Adobe Customer Journey Analytics (CJA) MCP Server for LlamaIndex 6 tools — connect in under 2 minutes
LlamaIndex specializes in data-aware AI agents that connect LLMs to structured and unstructured sources. Add Adobe Customer Journey Analytics (CJA) as an MCP tool provider through Vinkius and your agents can query, analyze, and act on live data alongside your existing indexes.
ASK AI ABOUT THIS MCP SERVER
Vinkius supports streamable HTTP and SSE.
import asyncio
from llama_index.tools.mcp import BasicMCPClient, McpToolSpec
from llama_index.core.agent.workflow import FunctionAgent
from llama_index.llms.openai import OpenAI
async def main():
# Your Vinkius token. get it at cloud.vinkius.com
mcp_client = BasicMCPClient("https://edge.vinkius.com/[YOUR_TOKEN_HERE]/mcp")
mcp_tool_spec = McpToolSpec(client=mcp_client)
tools = await mcp_tool_spec.to_tool_list_async()
agent = FunctionAgent(
tools=tools,
llm=OpenAI(model="gpt-4o"),
system_prompt=(
"You are an assistant with access to Adobe Customer Journey Analytics (CJA). "
"You have 6 tools available."
),
)
response = await agent.run(
"What tools are available in Adobe Customer Journey Analytics (CJA)?"
)
print(response)
asyncio.run(main())
* Every MCP server runs on Vinkius-managed infrastructure inside AWS - a purpose-built runtime with per-request V8 isolates, Ed25519 signed audit chains, and sub-40ms cold starts optimized for native MCP execution. See our infrastructure
About Adobe Customer Journey Analytics (CJA) MCP Server
Connect your Adobe Customer Journey Analytics (CJA) account to your AI agent to unlock professional omnichannel insights and data orchestration. From managing connections to AEP datasets to retrieving complex cross-channel reports and auditing data views, your agent handles your journey analytics ecosystem through natural conversation.
LlamaIndex agents combine Adobe Customer Journey Analytics (CJA) tool responses with indexed documents for comprehensive, grounded answers. Connect 6 tools through Vinkius and query live data alongside vector stores and SQL databases in a single turn. ideal for hybrid search, data enrichment, and analytical workflows.
What you can do
- Omnichannel Reporting — Retrieve cross-channel reports that combine web, app, and offline data in a single request
- Data View Management — List and audit metadata for data views, including all available dimensions and metrics
- Connection Oversight — List and monitor connections between your CJA environment and Adobe Experience Platform datasets
- Filter Orchestration — Manage and list filters (formerly segments) to ensure your analysis is targeted and accurate
- Real-time Journey Tracking — Quickly identify customer behavior patterns across multiple touchpoints directly from chat
The Adobe Customer Journey Analytics (CJA) MCP Server exposes 6 tools through the Vinkius. Connect it to LlamaIndex in under two minutes — no API keys to rotate, no infrastructure to provision, no vendor lock-in. Your configuration, your data, your control.
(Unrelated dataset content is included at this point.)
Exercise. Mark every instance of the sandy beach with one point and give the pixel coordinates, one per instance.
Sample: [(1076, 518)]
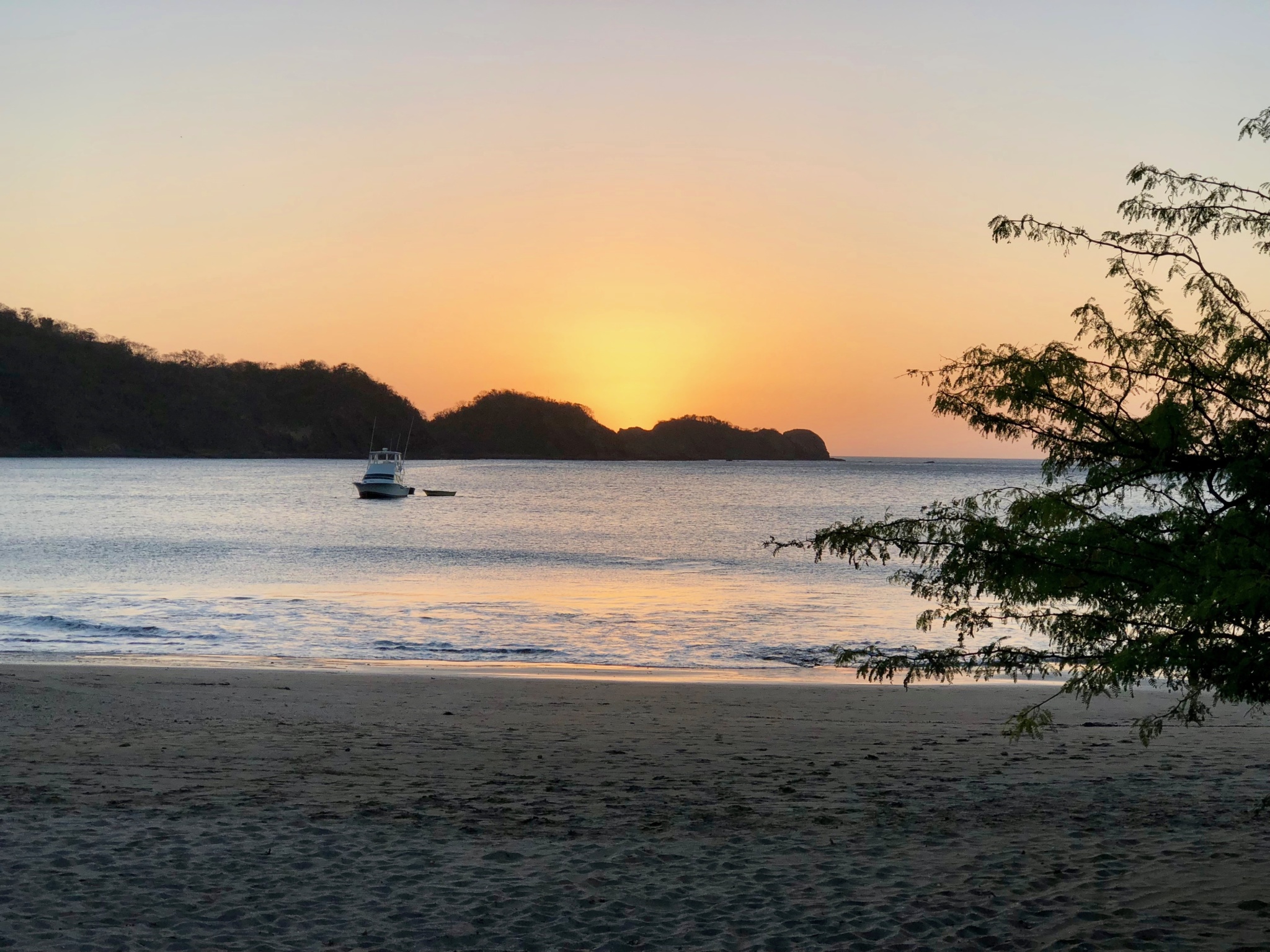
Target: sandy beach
[(231, 809)]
How to Connect Adobe Customer Journey Analytics (CJA) to LlamaIndex via MCP
Follow these steps to integrate the Adobe Customer Journey Analytics (CJA) MCP Server with LlamaIndex.
Install dependencies
Run pip install llama-index-tools-mcp llama-index-llms-openai
Replace the token
Replace [YOUR_TOKEN_HERE] with your Vinkius token
Run the agent
Save to agent.py and run: python agent.py
Explore tools
The agent discovers 6 tools from Adobe Customer Journey Analytics (CJA)
Why Use LlamaIndex with the Adobe Customer Journey Analytics (CJA) MCP Server
LlamaIndex provides unique advantages when paired with Adobe Customer Journey Analytics (CJA) through the Model Context Protocol.
Data-first architecture: LlamaIndex agents combine Adobe Customer Journey Analytics (CJA) tool responses with indexed documents for comprehensive, grounded answers
Query pipeline framework lets you chain Adobe Customer Journey Analytics (CJA) tool calls with transformations, filters, and re-rankers in a typed pipeline
Multi-source reasoning: agents can query Adobe Customer Journey Analytics (CJA), a vector store, and a SQL database in a single turn and synthesize results
Observability integrations show exactly what Adobe Customer Journey Analytics (CJA) tools were called, what data was returned, and how it influenced the final answer
Adobe Customer Journey Analytics (CJA) + LlamaIndex Use Cases
Practical scenarios where LlamaIndex combined with the Adobe Customer Journey Analytics (CJA) MCP Server delivers measurable value.
Hybrid search: combine Adobe Customer Journey Analytics (CJA) real-time data with embedded document indexes for answers that are both current and comprehensive
Data enrichment: query Adobe Customer Journey Analytics (CJA) to augment indexed data with live information before generating user-facing responses
Knowledge base agents: build agents that maintain and update knowledge bases by periodically querying Adobe Customer Journey Analytics (CJA) for fresh data
Analytical workflows: chain Adobe Customer Journey Analytics (CJA) queries with LlamaIndex's data connectors to build multi-source analytical reports
Adobe Customer Journey Analytics (CJA) MCP Tools for LlamaIndex (6)
These 6 tools become available when you connect Adobe Customer Journey Analytics (CJA) to LlamaIndex via MCP:
get_data_view_dimensions
List dimensions for a data view
get_data_view_metrics
List metrics for a data view
get_report
Retrieve an omnichannel report
list_connections
List AEP connections
list_data_views
List CJA data views
list_filters
List journey filters
Example Prompts for Adobe Customer Journey Analytics (CJA) in LlamaIndex
Ready-to-use prompts you can give your LlamaIndex agent to start working with Adobe Customer Journey Analytics (CJA) immediately.
"List all data views in my CJA account."
"Show me dimensions for data view ID 'dv_12345'."
"List all active filters in my account."
Troubleshooting Adobe Customer Journey Analytics (CJA) MCP Server with LlamaIndex
Common issues when connecting Adobe Customer Journey Analytics (CJA) to LlamaIndex through the Vinkius, and how to resolve them.
BasicMCPClient not found
pip install llama-index-tools-mcpAdobe Customer Journey Analytics (CJA) + LlamaIndex FAQ
Common questions about integrating Adobe Customer Journey Analytics (CJA) MCP Server with LlamaIndex.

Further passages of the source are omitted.